Do voters have to love you to elect you? That’s a question all political candidates and strategists ponder from time to time. Tuesday’s debacle in the California governor’s race provides some food for thought on this count.

In elections for high executive office such as president and governor, most voters don’t choose based on who’s got the best 37-point plan on education or transportation. They certainly don’t always go for the smartest candidate or the most articulate.

Rather, their vote is a very personal and very visceral one. As a political strategist who has studied voter behavior over three decades, I’ve learned that consciously or otherwise, they ask themselves: Do I like this candidate? Do I trust him? Can he relate to someone like me? And perhaps most important: Do I want him in my face for the next four years, or the other guy?

Phil Angelides’ landslide loss is proof he didn’t meet these tests. Admittedly, he was up against an opponent who, like the avuncular, self-effacing, wisecracking Ronald Reagan, has proved to be certifiably likable to a majority of Californians.

But Gov. Arnold Schwarzenegger had chinks in his armor, as the 2005 special election proved. And recent history in California shows that you don’t have to be a former movie star to be elected governor. After all, George Deukmejian, Pete Wilson and Gray Davis were bland, middle-aged white males no one would have accused of being charismatic or warm and fuzzy. Yet all three were elected and reelected, each of them scoring an overwhelming landslide in the process (Deukmejian in 1986, Wilson in ’94 and Davis in ’98).
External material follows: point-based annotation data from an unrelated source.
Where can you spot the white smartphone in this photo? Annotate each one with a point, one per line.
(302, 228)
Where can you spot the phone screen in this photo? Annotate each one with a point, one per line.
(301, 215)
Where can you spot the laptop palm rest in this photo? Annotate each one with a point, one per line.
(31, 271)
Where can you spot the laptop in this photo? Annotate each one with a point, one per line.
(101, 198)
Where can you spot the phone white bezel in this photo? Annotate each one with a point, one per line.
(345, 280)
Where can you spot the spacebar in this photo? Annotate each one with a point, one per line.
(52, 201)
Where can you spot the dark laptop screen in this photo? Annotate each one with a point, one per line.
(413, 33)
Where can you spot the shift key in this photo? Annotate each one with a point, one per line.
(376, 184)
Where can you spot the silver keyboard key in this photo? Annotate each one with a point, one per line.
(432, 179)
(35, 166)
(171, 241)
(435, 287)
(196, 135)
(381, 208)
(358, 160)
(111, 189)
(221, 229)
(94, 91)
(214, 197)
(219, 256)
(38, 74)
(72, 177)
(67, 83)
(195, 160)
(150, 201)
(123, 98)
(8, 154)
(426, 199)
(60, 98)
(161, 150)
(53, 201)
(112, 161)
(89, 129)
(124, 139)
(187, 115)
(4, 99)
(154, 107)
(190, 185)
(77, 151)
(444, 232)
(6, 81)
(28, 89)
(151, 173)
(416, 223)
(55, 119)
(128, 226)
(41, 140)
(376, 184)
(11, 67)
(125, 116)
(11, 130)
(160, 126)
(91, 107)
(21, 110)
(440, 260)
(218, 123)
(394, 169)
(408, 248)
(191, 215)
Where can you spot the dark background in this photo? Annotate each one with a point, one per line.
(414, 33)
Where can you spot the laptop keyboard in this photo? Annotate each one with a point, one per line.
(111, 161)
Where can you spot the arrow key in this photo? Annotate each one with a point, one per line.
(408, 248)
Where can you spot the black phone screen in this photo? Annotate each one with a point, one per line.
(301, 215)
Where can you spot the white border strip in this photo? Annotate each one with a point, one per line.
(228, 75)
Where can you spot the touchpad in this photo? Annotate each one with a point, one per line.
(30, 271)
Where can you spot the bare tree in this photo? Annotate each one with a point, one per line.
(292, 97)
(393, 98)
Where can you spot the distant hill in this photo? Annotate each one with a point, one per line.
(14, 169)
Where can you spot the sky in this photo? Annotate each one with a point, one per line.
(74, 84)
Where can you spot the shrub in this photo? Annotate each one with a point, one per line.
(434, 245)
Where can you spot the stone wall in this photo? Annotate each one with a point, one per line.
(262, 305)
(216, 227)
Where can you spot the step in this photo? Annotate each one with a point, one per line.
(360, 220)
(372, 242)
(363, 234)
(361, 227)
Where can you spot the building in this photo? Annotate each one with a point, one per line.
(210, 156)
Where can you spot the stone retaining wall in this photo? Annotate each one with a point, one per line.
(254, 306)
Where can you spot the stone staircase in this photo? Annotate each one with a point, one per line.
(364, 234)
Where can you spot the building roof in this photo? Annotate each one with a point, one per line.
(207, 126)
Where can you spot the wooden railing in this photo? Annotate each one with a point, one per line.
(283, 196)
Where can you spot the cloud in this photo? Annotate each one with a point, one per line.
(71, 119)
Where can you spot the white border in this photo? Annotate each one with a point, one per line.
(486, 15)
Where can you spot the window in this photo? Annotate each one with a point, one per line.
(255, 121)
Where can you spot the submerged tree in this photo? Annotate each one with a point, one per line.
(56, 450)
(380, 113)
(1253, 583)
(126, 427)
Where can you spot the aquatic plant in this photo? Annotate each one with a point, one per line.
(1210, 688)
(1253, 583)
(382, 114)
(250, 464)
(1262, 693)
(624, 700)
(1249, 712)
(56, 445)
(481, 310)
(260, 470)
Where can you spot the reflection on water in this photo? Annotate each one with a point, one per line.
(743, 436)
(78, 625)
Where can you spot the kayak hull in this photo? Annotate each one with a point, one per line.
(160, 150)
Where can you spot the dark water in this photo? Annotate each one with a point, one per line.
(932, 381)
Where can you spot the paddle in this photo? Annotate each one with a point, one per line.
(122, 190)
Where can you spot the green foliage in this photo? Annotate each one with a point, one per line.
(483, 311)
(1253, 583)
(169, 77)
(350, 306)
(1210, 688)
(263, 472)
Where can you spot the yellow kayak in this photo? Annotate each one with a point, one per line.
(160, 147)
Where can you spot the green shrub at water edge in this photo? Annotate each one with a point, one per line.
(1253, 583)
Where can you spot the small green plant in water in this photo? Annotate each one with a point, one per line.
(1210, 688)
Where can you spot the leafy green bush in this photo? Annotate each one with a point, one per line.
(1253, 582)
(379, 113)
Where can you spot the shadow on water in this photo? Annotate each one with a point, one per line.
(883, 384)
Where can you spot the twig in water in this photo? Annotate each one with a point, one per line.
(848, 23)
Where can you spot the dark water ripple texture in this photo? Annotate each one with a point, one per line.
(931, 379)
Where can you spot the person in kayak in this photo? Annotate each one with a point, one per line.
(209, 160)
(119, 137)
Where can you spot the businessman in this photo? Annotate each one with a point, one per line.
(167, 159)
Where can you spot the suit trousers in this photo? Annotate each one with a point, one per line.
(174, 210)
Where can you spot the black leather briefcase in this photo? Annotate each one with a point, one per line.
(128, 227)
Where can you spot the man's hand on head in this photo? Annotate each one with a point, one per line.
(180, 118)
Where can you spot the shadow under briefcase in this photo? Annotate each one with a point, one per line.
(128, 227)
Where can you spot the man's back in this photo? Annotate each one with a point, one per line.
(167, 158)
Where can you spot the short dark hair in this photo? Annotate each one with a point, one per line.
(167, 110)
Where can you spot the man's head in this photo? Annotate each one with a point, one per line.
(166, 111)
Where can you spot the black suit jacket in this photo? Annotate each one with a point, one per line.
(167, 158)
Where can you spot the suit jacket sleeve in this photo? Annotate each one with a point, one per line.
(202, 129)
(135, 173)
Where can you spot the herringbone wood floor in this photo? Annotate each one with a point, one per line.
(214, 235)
Over the course of a long campaign, Angelides just didn’t warm the cockles of California voters’ hearts. He never did much to introduce himself in the first place. In general, the proud Harvard graduate came across as the Smartest Guy in the Room, given to lecturing voters instead of conversing with them and providing them with a staccato recitation of statistics rather than making an emotional connection.

But that shouldn’t have been a surprise to anyone. This is a candidate with a long history of hard-to-like behavior.

Take his low-blow political style. Even though negative campaigning often works, in Angelides’ case it also seemed to reflect his basic personality type. He once referred to Reagan as a racist. As chairman of the California Democratic Party, Angelides compared Gov. Wilson to David Duke, a former grand wizard of the Ku Klux Klan. Last fall, when Schwarzenegger vetoed a same-sex marriage bill, Angelides put out a press release equating the governor to hard-core Southern segregationists George Wallace and Strom Thurmond.

Angelides’ name-calling and vitriol hasn’t been limited just to those in the other party. He once famously called Democratic U.S. senators “wimps.” In the 1994 Democratic primary for treasurer, Angelides ran widely condemned ads outrageously accusing his opponent, state Senate President Pro Tem David Roberti, of approving the murder of abortion doctors. In the final debate in the primary this year, Angelides likened his opponent, state Controller Steve Westly (for whom I was senior advisor), a 25-year Democratic activist, to Richard Nixon, Tom DeLay, Newt Gingrich and Rush Limbaugh — and asked Westly whether he wasn’t running in the wrong party primary.

Even when Angelides should have been at his best, he couldn’t quite pull it off. In the only debate between the governor and his challenger, televised statewide, Schwarzenegger threw Angelides a softball, asking him about the “funniest moment” in the latter’s campaign. The question obviously flummoxed Angelides. He drew a blank, and then began yammering about how his daughters made him laugh. But he seemed stiff and prickly and without enough of a sense of humor to appreciate the theater of the absurd of campaigning.

Then, in Los Angeles, when Angelides accepted the long-delayed endorsement of Mayor Antonio Villaraigosa, came maybe his worst moment. While he was at the podium, a girl on the stage with other students collapsed and fell to the floor. Angelides froze, then just kept mechanically orating. Meanwhile, the nimble Villaraigosa scooped up the girl and carried her off the stage, taking off his suit coat and placing it under her head. This clip was played over and over on Los Angeles television — and the contrast could not have been lost on voters. The Los Angeles Times website headline said it all: “Mayor Seizes the Day — From Angelides.”

History proves that you don’t have to be Miss Congeniality to be elected governor of California. But there has to be something about you voters can take to, can identify with and feel good about. We Democrats must come to grips with the fact that Angelides failed so miserably to connect.